Opinion

L’enseignement à l’ère de la super communication

Une des raisons, parmi tant d’autres, pour lesquelles l’enseignement devient de plus en plus une profession difficile et mal aimée, est la surutilisation des modes de communication contemporains.

Jadis, lorsqu’un parent voulait avoir des nouvelles du parcours scolaire de son enfant, dans un premier temps, il posait tout simplement des questions à celui-ci. Si le besoin se présentait, il allait par la suite rencontrer son ou ses enseignants à la rencontre des parents. Stratégie classique et efficace.

Maintenant, grâce au clavier, beaucoup de parents sautent la discussion avec leurs enfants et la rencontre de parents, et vont directement à la solution « courriels ». Ce qu’ils oublient cependant est que les enseignants (particulièrement au secondaire) ont beaucoup d’élèves, dont un bon nombre ayant des besoins particuliers. Cela, jumelé aux préparations de cours, aux corrections, aux comités, au grand nombre de groupes et aux attentes parentales spécifiques, fait en sorte que la tâche est amplement pleine, voire surchargée.

La communication avec les parents via le courriel est efficace, mais peut devenir très lourde pour l’enseignant. Souvent ce sont pères et mères séparés qui veulent des informations personnalisées. L’enseignant doit passer d’innombrables heures à réfléchir, écrire et doser ses dires pour ne pas offenser, contrarier ou déstabiliser certains parents. Tous savent aussi que les textos nous mènent rarement au fond des choses et qu’ils peuvent être interprétés de façons différentes. Les escalades ne sont pas rares.

Les écoles mettent en place de plus en plus de systèmes qui facilitent la communication avec les parents. L’intention est noble, mais du même souffle, elle déresponsabilise inconsciemment ceux-ci dans leur rôle d’éducateurs.

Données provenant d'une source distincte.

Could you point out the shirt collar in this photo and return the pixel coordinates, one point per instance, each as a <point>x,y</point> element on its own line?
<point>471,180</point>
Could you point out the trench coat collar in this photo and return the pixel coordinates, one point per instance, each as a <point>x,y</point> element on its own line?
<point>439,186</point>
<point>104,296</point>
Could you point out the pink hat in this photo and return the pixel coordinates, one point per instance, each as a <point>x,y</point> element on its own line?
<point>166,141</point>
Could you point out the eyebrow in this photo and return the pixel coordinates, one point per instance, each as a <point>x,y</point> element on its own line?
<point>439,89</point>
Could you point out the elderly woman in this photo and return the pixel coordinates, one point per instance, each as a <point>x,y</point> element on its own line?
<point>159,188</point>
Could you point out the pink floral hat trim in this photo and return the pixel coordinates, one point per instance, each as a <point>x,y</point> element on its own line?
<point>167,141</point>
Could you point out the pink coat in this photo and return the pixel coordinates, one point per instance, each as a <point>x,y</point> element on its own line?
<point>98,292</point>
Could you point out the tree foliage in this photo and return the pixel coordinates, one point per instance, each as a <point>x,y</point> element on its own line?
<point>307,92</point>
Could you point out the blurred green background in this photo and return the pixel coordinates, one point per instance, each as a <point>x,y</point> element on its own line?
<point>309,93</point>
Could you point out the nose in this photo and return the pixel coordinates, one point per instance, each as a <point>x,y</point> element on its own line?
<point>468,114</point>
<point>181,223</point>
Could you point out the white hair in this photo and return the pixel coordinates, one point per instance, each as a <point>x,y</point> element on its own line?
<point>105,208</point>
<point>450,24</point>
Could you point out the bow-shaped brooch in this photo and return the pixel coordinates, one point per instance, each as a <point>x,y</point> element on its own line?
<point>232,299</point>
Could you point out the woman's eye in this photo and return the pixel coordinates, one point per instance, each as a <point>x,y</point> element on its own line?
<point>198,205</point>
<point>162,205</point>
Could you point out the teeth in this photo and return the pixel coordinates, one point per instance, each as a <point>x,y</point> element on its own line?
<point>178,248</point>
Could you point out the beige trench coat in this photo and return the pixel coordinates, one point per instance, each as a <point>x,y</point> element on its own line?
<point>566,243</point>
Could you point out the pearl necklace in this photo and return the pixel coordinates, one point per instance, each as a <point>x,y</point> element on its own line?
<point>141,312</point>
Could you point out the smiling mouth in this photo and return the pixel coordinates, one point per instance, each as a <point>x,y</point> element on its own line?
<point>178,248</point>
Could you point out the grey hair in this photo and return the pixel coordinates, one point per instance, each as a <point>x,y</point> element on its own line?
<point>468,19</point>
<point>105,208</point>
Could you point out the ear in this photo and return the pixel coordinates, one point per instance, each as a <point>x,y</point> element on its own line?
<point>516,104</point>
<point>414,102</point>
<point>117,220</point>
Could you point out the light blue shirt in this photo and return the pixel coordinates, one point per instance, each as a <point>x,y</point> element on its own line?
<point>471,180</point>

Plus les outils seront performants et rapides pour communiquer, moins les parents vont développer une relation verbale intime avec leurs enfants. Le phénomène existe déjà tout autour de nous.

Personnellement, j’ai élevé une fille et un fils. Tout au long de leur parcours scolaire, à travers monts et vaux, comme bien des parents, j’ai suivi leur progression non en communiquant nécessairement avec leurs enseignants, mais plutôt en ouvrant des discussions sur une base régulière et constante.

Je suis chanceux. Ma fille a une maîtrise en administration et mon fils est en train de terminer un bac en génie électrique. Encore aujourd’hui, je discute régulièrement avec mon garçon concernant ses études. C’est une priorité. Je connais les résultats de ses examens et même ses devoirs. Je suis peut-être de la vieille école, mais pour moi, la communication la plus efficace est verbale et « d’homme à homme ».

Dans cette ère du « texto roi », il y a peut-être une réflexion à faire concernant la communication classique. Si plus de parents parlaient ouvertement et directement à leurs enfants de leur parcours scolaire et créaient des balises, peut-être que la situation des enseignants serait meilleure.